Mars colonists will be risking their lives to open up a whole new world. Even so, there is no shortage of volunteers. Many thousands would go if they could figure out how to pay for it. A settlement charter which has the force of law simply by the agreement of its members can provide the how (regarding funding; technology is a separate issue.)
Nobody owns unclaimed property. Nobody can grant it (unless they first claim it which is prohibited to sovereigns if they signed the OST.) All ownership of property starts with a claim. Claims are not the divine right of sovereigns; anybody can make a claim. Making a reasonable claim in an orderly manner by many individuals gives it legal force. The 49er miners could explain that. So let's assume all martians start with ownership of a single square kilometer (they can buy more from others if they so choose.) What does that mean with regard to a martians wealth?
Undeveloped land is close to worthless but could be sold for some amount. Developed land has value. Land can be developed simply by putting work into it; but generally land is developed at a cost of materials and labor. When sold, that cost is recovered along with some profit (if sufficient demand exists.) That recovered cost can be rolled over to develop more land. So would a single square kilometer offer millions in profit potential? Let's see...
With 86.4% utilization (nothing landlocked) 432 plots of 2000 square meters (40m x 50m, about a half acre each) would be available for sale from a single claim. Divide 432 into a million means every $2315 in profit provides a million dollars. Renting could provide a similar profit. So even if not fully developed, if you could by labor add $10/hr to the value of your land (landscape it in preparation for further development) it would take only a few weeks to improve it to that value. If you paid material and labor to build a habitat worth $100k you could certainly get more than a few thousand in profits. This makes every martian a millionaire provided they overcome two issues (demand and transportation costs.) Supply is restricted and enforced by agreement to the settlement charter which provides the legal basis for land claims.
The key issue is demand. Where would that come from? New colonist would be the main factor. While they could spend months in a temporary shelter building their own permanent habitats it makes sense for them to have one waiting on their arrival. The reason is they will have to spend the same amount of money on labor and materials whether they build it themselves or someone builds it for them. Giving someone a few percent profit to do the work is just how economies function.

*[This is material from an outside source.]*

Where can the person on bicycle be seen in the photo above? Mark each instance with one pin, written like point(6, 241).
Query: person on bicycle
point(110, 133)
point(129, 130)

None of this works if the colonists can't afford to get to mars which could cost as much as $100m for each. (Update: $41m each.) Is that too hard a nut to crack? Not at all. We've just established that a single claim is potentially worth millions. That would imply that 1000 square kilometers is potentially worth billions. That gives a company a reason to take that risk. They just have to look past a quarterly report.
So a legally binding settlement charter allows a claim of 1000 sq. km. to a transportation company for each colonist they provide free transportation to. Problem solved. The transportation company isn't going to get that money immediately. It will take time, but it is potentially worth trillions** (definitely tens of billions, but real estate isn't their only source of profit) to any company that sees the light. It will take colonists. Those colonists will improve the value of land including company holdings which they can sell to people on both planets. Elon says 10,000 colonists over the next few decades is reasonable. That would do it. Especially if the volunteers already to go now were to find out they get to become millionaires for their trouble as well. Sign me up.
We should also do the company math as well. Let's say it costs them $100m per person to transport them to mars (it won't. It will be much less if done right.) So how much would they have to sell undeveloped land for to break even? 1000 sq. km. or 400,000 quarter hectare plots would be $250 per quarter hectare for break even. They might not get that but they could certainly get something that would defer their costs. Developed and undeveloped land are two different products. Developed land value should not suffer even with a large supply of undeveloped land. Companies would have an incentive to bring in labor to increase the value of their holdings but even that shouldn't adversely affect the value of colonists developed land.
Economics doesn't stop at real estate. Colonists will all have their specialties providing products and services to other colonists. Let's leave Marxism (and all it's derivatives) on earth. Free enterprise will open up the solar system (and galaxy and universe and multi-verse if that actually exists.)
Back to outline
**If they transportation companies could choose not to sell their land (this really can't happen as it would be too expensive) they would end up owning 99.9% of the land between them, but this would still not result in a company town. What it would mean is any from those companies choosing to retire on mars would have a dynasty that would endure for generations.